Cloud-native AI Suite O&M guide-Container Service for Kubernetes(ACK)-阿里云帮助中心

Install AI/ML components, monitor GPU resources, and manage team quotas on ACK Pro clusters.

Three core tasks: install the suite, view resource dashboards, and manage users and quotas with capacity scheduling.

Prerequisites

Before you begin:

An ACK Pro cluster running Kubernetes 1.18 or later
the monitoring add-on and Simple Log Service enabled on the Component Configurations page during cluster creation

Key concepts

Security boundary

Kubernetes is a single-tenant orchestrator: one control plane serves all tenants in a cluster. The cluster is the only hard security boundary. Quota trees, user groups, and namespaces provide organizational guardrails and logical isolation — not the same security guarantees as cluster-level separation. Design your multi-tenant architecture accordingly.

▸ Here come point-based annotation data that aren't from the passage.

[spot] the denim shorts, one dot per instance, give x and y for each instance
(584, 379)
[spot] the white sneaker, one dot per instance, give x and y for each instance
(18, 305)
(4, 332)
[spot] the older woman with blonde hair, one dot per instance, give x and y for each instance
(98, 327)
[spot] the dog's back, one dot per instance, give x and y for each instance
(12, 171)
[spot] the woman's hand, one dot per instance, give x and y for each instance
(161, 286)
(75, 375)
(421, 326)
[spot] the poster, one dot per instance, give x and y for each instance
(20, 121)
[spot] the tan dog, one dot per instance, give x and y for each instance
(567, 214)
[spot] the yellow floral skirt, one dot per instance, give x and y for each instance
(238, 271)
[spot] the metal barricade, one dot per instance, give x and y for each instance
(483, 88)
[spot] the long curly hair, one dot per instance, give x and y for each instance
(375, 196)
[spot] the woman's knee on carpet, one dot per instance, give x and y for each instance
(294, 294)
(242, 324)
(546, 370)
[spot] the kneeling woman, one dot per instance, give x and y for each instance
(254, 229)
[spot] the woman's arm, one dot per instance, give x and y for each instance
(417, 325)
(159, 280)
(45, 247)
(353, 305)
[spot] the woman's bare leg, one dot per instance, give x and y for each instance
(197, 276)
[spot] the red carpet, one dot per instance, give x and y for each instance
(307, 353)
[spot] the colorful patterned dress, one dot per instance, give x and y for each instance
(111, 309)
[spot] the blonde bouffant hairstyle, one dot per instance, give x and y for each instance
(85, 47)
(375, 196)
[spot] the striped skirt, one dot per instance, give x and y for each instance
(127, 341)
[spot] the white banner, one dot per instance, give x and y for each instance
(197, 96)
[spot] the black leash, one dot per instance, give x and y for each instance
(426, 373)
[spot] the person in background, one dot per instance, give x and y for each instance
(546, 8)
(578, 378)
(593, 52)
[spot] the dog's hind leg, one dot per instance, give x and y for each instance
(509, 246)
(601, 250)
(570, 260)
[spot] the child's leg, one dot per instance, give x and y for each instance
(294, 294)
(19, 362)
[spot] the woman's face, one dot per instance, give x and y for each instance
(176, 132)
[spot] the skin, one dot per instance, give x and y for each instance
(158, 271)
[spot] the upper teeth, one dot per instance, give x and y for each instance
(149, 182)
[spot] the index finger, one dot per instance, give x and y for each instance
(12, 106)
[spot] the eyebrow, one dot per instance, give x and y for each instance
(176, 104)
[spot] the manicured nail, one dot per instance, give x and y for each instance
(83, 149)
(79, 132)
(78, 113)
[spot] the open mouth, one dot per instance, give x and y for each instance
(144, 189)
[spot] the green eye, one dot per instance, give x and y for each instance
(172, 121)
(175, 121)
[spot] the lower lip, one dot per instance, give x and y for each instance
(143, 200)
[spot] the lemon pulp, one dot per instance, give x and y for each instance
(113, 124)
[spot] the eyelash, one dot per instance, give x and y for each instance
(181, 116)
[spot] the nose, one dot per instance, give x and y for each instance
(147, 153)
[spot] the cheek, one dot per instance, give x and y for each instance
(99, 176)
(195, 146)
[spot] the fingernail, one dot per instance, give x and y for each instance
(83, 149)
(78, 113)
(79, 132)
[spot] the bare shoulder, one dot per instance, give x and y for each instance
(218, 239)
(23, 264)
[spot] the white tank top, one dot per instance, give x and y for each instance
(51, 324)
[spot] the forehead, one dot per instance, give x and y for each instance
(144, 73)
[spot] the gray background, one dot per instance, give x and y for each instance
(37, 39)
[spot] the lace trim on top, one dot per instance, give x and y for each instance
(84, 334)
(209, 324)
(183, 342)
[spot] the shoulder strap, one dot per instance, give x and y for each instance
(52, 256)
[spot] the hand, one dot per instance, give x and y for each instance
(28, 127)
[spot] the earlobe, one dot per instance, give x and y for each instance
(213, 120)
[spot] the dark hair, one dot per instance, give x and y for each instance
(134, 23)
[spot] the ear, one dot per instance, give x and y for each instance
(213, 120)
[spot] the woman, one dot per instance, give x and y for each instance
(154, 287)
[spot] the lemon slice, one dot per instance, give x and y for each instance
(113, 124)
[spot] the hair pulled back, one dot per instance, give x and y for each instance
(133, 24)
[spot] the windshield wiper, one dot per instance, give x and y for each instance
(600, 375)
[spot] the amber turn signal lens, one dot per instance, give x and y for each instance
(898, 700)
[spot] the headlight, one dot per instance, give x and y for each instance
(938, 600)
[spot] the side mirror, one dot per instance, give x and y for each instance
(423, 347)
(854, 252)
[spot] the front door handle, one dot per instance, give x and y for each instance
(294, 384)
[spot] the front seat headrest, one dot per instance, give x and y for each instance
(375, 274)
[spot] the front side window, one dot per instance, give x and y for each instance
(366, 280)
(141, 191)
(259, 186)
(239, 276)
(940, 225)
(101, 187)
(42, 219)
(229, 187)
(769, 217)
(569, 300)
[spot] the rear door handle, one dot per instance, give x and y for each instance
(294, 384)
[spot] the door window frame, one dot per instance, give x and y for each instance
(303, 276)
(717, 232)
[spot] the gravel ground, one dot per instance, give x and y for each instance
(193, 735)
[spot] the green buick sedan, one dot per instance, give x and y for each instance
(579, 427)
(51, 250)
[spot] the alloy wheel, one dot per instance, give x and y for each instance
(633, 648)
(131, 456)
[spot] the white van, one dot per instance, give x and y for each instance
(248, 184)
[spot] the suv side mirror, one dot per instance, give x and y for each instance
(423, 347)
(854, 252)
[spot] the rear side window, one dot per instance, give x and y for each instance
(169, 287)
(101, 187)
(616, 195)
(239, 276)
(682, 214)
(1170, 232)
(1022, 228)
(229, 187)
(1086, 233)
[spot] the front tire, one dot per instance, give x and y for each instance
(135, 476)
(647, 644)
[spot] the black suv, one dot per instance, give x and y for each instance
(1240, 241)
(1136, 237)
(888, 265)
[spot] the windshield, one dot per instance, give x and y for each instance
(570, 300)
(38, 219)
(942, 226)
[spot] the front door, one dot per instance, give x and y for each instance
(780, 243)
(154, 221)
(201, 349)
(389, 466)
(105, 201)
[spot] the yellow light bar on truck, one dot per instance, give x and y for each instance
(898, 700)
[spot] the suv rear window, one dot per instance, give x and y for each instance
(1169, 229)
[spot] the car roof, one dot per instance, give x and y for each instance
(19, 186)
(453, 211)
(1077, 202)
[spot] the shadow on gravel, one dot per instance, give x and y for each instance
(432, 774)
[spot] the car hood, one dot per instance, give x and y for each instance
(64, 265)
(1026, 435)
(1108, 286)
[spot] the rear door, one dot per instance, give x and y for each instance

How capacity scheduling works

Each quota node in a quota tree has two parameters:

Min: the guaranteed minimum resources the namespace can always claim, even when the cluster is under pressure
Max: the maximum resources the namespace can use when idle capacity is available

Other namespaces can borrow idle capacity up to their Max. When the owning namespace needs its minimum back, the scheduler reclaims resources, considering workload priority, availability, and creation time.

Resource objects

Object	Role
Quota tree	Hierarchical resource allocation structure
Quota node	A node in the tree; each leaf node maps to one or more namespaces
User group	The smallest allocation unit; maps to a leaf quota node
User	Holds a Kubernetes service account to submit jobs and access the console
Namespace	Kubernetes namespace bound to a leaf quota node

User roles

Role	Permissions
admin	Log in to the AI Dashboard, manage cluster components, and has all researcher permissions
researcher	Submit jobs, use cluster resources, log in to AI Developer Console

Step 1: Install the Cloud-native AI Suite

The suite has six component categories — install only what your workloads need. Arena is selected by default and is required.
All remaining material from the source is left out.